By MARCIA LANE
Does Santa exist?
Of course he does. Haven’t you seen Miracle on 34th Street – preferably the Edmund Gwenn-Maureen O’Hara- John Payne version?
But even before the 1947 movie there was a fellow named Nicholas, Saint Nicholas. He’s more the non-secular, non-commercial side of the season. In many countries he’s also the main gift giver.
Nicholas was born in the third century in Patara, an area once Greek and now on the southern coast of Turkey. At an early age he inherited his family’s wealth after his parents died. They had raised him as a Christian and he followed that teaching giving his fortune to “assist the needy, the sick and the suffering,” in the words of the website devoted to him (stnicholascenter.org). He became known for his “generosity to those in need, his love for children and his concern for ships and sailors” and as a young man was named Bishop of Myra. Like many early Christian leaders he was persecuted, exiled and imprisoned. Later released, he died Dec. 6, 343.

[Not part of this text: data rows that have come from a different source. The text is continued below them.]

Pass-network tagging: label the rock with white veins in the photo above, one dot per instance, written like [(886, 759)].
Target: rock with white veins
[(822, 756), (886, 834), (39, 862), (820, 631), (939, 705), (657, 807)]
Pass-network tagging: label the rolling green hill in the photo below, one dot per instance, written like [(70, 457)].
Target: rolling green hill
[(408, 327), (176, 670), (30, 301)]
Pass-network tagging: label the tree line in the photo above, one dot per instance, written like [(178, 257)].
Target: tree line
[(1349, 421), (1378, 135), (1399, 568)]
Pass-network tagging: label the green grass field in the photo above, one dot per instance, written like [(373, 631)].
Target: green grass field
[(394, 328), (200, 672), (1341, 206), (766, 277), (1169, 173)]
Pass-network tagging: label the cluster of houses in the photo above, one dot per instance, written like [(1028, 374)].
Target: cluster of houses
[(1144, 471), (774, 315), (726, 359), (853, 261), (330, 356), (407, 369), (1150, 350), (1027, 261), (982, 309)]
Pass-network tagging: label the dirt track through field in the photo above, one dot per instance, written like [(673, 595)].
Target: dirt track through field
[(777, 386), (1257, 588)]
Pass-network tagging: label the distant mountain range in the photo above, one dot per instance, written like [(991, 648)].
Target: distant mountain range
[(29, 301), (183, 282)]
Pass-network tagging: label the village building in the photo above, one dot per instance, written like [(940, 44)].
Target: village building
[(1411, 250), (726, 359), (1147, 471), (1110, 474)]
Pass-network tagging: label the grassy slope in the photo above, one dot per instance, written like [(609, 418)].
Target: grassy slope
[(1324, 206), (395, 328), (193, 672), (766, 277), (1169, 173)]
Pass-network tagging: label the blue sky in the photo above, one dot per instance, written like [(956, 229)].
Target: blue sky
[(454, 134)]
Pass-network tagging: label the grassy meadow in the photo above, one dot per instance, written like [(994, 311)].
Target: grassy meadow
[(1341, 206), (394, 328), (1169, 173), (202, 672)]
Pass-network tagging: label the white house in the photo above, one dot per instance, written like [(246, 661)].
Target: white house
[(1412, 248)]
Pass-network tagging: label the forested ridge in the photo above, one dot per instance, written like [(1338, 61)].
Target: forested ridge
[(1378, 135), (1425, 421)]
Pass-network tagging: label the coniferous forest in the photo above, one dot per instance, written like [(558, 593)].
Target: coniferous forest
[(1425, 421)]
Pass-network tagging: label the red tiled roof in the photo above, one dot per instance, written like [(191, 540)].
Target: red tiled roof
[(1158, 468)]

The anniversary of his death – Dec. 6 — has become St. Nicholas Day in Western Christian counties. In the Netherlands it’s celebrated on Dec. 5 and in Eastern Christian counties on Dec. 19.
Celebrations and customs linked to his day vary. In many places St. Nicholas comes dressed as a bishop with robes and a miter. He carries a book containing children’s good and bad deeds. In some countries there are cookies made in his shape. Children may leave carrots or hay for his horse.
In the United States in areas with large Germanic populations, children would place shoes outside the door in hopes of getting a small gift. It’s a continuation of a custom from the Old World and encompasses a story about how the real Nicholas secretly gave gold for the dowries of three poor sisters. He tossed the gold in and it landed, depending on the story, either in shoes or a stocking handing by the fireplace to dry.
While good children get gifts, bad children often are threatened by Krampus, a devil figure who accompanies St. Nicholas. They may shake sticks at children or give them ashes or a bundle of twigs. Sound familiar?